Delen via


Aangepaste berichtindelingen

De inhoud in een bericht heeft vaak de vorm van XML, wat meestal geen handige indeling is voor een toepassing. Toepassingen bewerken objecten, het ophalen en instellen van hun eigenschappen. Windows Communication Foundation (WCF) gebruikt het gegevenscontract om een Message object te converteren naar een object dat eenvoudig kan worden verwerkt door een toepassing. Deze processen worden serialisatie en deserialisatie genoemd. Houd er rekening mee dat dezelfde termen worden gebruikt om de serialisatie en deserialisatie te beschrijven die wordt uitgevoerd door de transportlaag van en naar de berichtdraadindeling, wat een niet-gerelateerd proces is.

U kunt een aangepaste berichtindeling gebruiken als u een gespecialiseerde conversie wilt implementeren tussen berichten en objecten die u niet kunt uitvoeren via een gegevenscontract. Doe dit door het uitvoeringsgedrag van een specifieke contractbewerking op een client of een service te wijzigen of uit te breiden.

Aangepaste berichtindelingen op de client

De IClientMessageFormatter interface definieert methoden die worden gebruikt voor het beheren van de conversie van berichten naar objecten en objecten in berichten voor clienttoepassingen.

U moet deze interface implementeren. Overschrijf eerst de DeserializeReply methode om een bericht te deserialiseren. Deze methode wordt aangeroepen nadat een binnenkomend bericht is ontvangen, maar voordat het naar de clientbewerking wordt verzonden.

Overschrijf vervolgens de SerializeRequest methode om een object te serialiseren. Deze methode wordt aangeroepen voordat een uitgaand bericht wordt verzonden.

Als u de aangepaste indeling in de servicetoepassing wilt invoegen, wijst u het IClientMessageFormatter object toe aan de Formatter eigenschap met behulp van een bewerkingsgedrag. Zie De runtime configureren en uitbreiden met gedrag voor meer informatie over gedrag.
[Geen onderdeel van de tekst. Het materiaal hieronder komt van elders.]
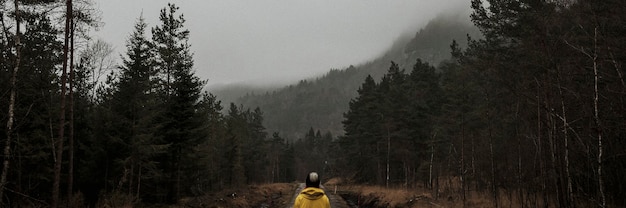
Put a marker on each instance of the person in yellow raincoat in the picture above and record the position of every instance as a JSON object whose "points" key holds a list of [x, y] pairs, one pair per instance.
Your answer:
{"points": [[312, 196]]}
Aangepaste berichtindelingen op de service

De IDispatchMessageFormatter interface definieert methoden waarmee een Message object wordt geconverteerd naar parameters voor een bewerking en van parameters naar een Message object in een servicetoepassing.

U moet deze interface implementeren. Overschrijf eerst de DeserializeReply methode om een bericht te deserialiseren. Deze methode wordt aangeroepen nadat een binnenkomend bericht is ontvangen, maar voordat het naar de clientbewerking wordt verzonden.
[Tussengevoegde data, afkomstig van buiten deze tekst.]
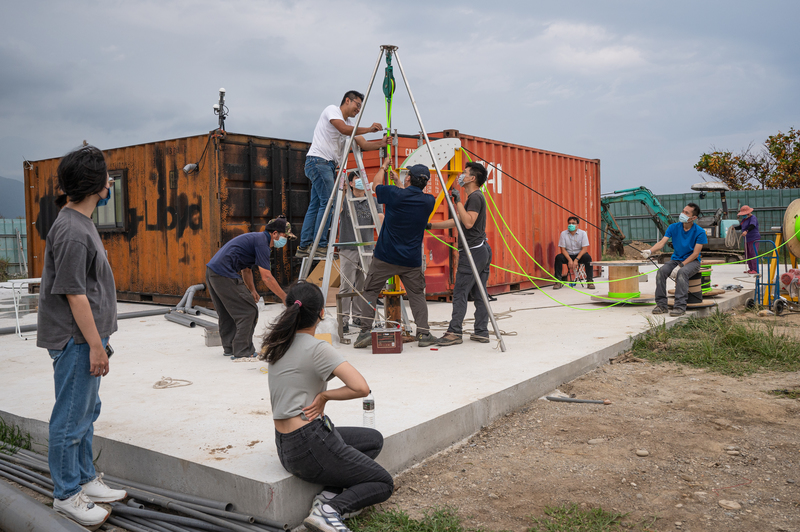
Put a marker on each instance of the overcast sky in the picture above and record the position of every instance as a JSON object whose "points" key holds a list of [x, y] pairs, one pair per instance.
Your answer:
{"points": [[644, 86]]}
Overschrijf vervolgens de SerializeRequest methode om een object te serialiseren. Deze methode wordt aangeroepen voordat een uitgaand bericht wordt verzonden.

Als u de aangepaste indeling in de servicetoepassing wilt invoegen, wijst u het IDispatchMessageFormatter object toe aan de Formatter eigenschap met behulp van een bewerkingsgedrag. Zie De runtime configureren en uitbreiden met gedrag voor meer informatie over gedrag.